But the report of the European Commission concluded that the upcoming merger "would not significantly impede effective competition in the European Economic Area or any substantial part of it." Furthermore it found that the new company (a suggestion, decide on a name already; something like Activendi or Victivision, because it's getting harder and harder to type "new company") would not be in a virtual monopoly position as it still faces clear competition for the likes of Electronic Arts, Sony, Nintendo or Microsoft.

The only concern expressed was the position of the future Activision Vivendi entity in the music business. It's a bit messy but it goes as follows. The merger is actually a buy-out. Vivendi, which owns Vivendi Games, will buy a controlling stake in the newly founded company. Control will rest with current Activision Chief Executive Officer Bobby Kotick but Vivendi would own more than 50% of the shares.

Vivendi currently also owns Universal Music and the European Commission feels that this ownership could put the new company in a position to have an unfair advantage. But such fears are not sufficient cause to stop the merger itself.

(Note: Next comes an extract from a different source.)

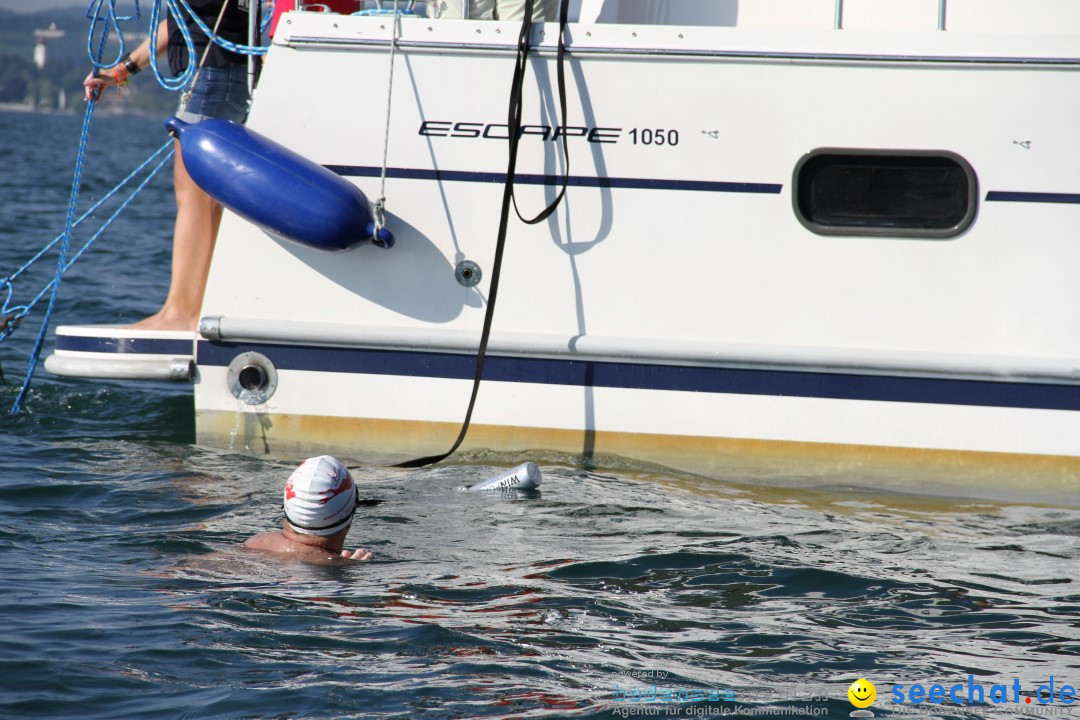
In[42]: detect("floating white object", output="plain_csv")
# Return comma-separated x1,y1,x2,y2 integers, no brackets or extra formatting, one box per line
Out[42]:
469,462,541,492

Vivendi has initiated several financing initiatives to fund the deal, including securing loans of some 6.3 billion dollars by January and then adding an additional 1.4 billion dollars earlier this month by issuing corporate bonds.

The progress on the merger is deemed good by the parties involved and by June the process should be complete. We also hope the new company will get a cool name. Something involving Activision and Blizzard, the best known part of Vivendi Games (sorry, Sierra).